Ты говорил сам с собой. Была эта девушка или ее не было, все равно это
не имеет значения, раз ты не собираешься ее искать.
— Не все равно. Я
хочу знать, что однажды, завтра или через тридцать лет, я встречу ее,
скажем, на перроне или в вагоне фирменного поезда. Фирменного — это
обязательно. Чтобы там было чисто и не смердило туалетом. Как ты не
поймешь? Завтра или через тридцать лет! Боже мой, Андрей, это же просто!

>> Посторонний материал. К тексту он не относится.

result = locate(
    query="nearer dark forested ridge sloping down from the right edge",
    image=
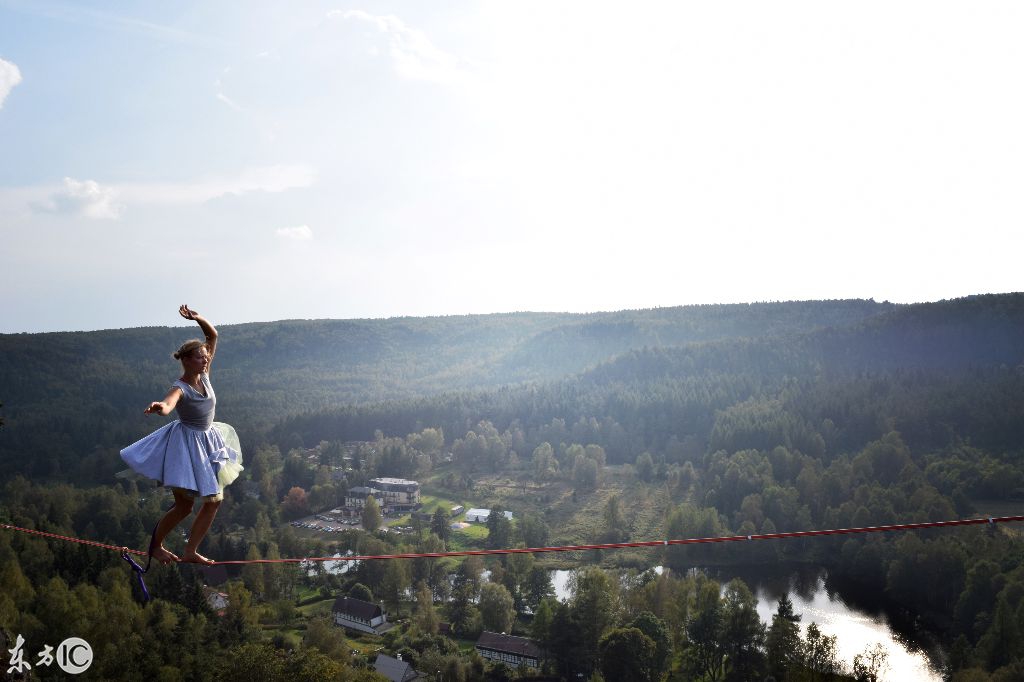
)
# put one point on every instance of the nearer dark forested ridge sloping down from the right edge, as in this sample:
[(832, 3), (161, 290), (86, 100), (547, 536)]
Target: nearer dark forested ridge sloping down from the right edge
[(940, 373)]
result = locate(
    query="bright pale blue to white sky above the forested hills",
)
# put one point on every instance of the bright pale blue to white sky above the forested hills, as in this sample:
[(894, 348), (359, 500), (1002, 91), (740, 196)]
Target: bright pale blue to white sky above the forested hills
[(266, 161)]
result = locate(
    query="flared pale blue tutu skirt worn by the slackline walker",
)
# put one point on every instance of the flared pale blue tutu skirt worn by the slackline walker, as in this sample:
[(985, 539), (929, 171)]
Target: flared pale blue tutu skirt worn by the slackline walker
[(196, 460)]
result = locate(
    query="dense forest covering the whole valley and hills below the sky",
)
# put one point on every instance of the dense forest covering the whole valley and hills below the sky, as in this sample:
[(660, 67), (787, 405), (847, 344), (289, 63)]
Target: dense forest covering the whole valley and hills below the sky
[(633, 425)]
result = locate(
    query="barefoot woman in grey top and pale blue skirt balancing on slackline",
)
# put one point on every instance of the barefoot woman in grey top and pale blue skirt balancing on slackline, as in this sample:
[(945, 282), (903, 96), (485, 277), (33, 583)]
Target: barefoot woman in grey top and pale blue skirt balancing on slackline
[(194, 456)]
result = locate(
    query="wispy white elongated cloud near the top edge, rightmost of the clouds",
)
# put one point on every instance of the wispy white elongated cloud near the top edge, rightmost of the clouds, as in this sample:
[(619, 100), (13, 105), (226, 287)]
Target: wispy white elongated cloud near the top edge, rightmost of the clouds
[(413, 55)]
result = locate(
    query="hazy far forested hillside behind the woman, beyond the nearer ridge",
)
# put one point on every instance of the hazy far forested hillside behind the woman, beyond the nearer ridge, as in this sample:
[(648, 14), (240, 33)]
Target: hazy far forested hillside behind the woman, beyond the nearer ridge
[(72, 400)]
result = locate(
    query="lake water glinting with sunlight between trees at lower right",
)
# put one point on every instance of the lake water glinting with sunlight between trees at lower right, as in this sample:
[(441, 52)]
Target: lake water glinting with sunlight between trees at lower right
[(857, 626)]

Я... Я живу, как... Там, в конце моих дел, хребты трещат, — я не
оправдываюсь, это моя жизнь, она так сложилась, я не хочу другой жизни.

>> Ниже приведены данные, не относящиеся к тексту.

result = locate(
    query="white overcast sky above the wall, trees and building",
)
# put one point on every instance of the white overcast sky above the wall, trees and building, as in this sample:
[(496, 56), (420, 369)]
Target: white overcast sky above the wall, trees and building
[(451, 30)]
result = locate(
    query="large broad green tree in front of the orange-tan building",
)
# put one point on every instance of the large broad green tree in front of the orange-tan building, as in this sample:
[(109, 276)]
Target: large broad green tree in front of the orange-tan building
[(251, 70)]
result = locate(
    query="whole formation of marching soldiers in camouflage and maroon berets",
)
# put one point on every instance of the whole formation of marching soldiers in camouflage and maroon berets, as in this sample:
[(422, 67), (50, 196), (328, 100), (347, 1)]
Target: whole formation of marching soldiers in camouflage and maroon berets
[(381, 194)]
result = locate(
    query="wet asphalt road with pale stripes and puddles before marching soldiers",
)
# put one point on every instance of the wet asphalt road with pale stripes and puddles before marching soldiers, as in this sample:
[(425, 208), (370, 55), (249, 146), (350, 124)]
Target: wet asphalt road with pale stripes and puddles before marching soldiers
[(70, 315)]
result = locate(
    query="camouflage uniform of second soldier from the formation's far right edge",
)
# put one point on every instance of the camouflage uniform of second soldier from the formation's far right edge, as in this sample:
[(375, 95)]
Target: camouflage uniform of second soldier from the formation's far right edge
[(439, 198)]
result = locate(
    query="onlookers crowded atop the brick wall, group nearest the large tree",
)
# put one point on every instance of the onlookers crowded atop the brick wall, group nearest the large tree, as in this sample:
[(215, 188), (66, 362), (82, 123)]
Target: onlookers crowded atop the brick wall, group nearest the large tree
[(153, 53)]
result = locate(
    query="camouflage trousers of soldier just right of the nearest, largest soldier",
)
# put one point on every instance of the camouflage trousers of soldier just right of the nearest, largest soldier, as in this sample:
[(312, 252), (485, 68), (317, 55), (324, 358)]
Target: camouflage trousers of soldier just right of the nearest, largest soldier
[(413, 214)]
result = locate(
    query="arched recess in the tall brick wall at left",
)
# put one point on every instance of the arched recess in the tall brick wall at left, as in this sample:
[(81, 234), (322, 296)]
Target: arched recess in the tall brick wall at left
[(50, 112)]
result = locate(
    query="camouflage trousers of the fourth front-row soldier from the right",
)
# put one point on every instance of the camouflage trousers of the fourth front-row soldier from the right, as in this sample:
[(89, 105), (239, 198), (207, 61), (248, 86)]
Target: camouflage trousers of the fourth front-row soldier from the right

Можно было вернуться в деревню и стать земским учителем. А я выбрал этот
путь, потому что поверил им. Черт с ними, они нас обманули. Я знаю: воли
нет, покоя не будет. Но — завтра или через тридцать лет! Как тебе
объяснить? Заветная дверь, — ты никогда ее не откроешь, но она есть. За
нею, может, паутина и мышиный помет, но ты думаешь, что там лежат
сокровища, и они ждут тебя.
— Я понимаю, не
горячись. На перроне, завтра или через тридцать лет. Я все понял. Нас на
первом курсе было девяносто, а на втором стало восемьдесят четыре.
— Это точно?
— Точнее не
бывает, я относил список в комитет комсомола, я помню.
— Вот видишь.
— И потом, если
как следует встряхнуть память, то, кто знает, в каком-нибудь углу, куда
я еще не заглядывал, может, что-то сохранилось. Какая-нибудь мелочь,
слово, взгляд. Надо только оживить декорации.
— Оживить?
Декорации? Да. Иногда это срабатывает. Ну, ты позвонишь, если твои
декорации оживут?
— Позвоню. Насчет
чая и сигарет... Не держи зла.
— Да ладно. Если
б я на вас обижался каждый раз, когда вы... ну, в общем, когда вы не так
себя ведете, я б давно растаял. Знаешь что, Андрей? Ну его все к идолам!
Давай посидим где-нибудь с пивцом, без воспоминаний. Для души, завтра
же, после работы. А?
— В «Праге»?
— Ну, давай в
«Праге». Там атмосфера, как тогда. И Дронушка каждый вечер пасмами
своими трясет. Нальется до кадыка и клюет носом в пепельницу.
— Договорились, в
половине шестого я буду в «Праге».
Андрей Иванович
выкурил еще одну сигарету и пошел спать. Лег и сразу почувствовал, что у
него квадратный бок. Господи, когда же это кончится? Все это. То, что
они называют жизнью. Если б он был женщиной, он бы поплакал, и возможно,
ему стало бы легче. Девушки он действительно не мог вспомнить. Басакин в
тюрьме сочинил фантазию и сам в нее поверил. У каждого свой остров. У
Басакина — кудрявая девушка, у Андрея Ивановича — аквилон...
Аквилон!
— Черт! — он
усмехнулся.
И перевернулся на
спину, потом вернулся на бок, на животе ему тяжело дышалось. Он сказал
себе:
— Завтра — чтоб я
сдох! — заеду в магазин и куплю словарь.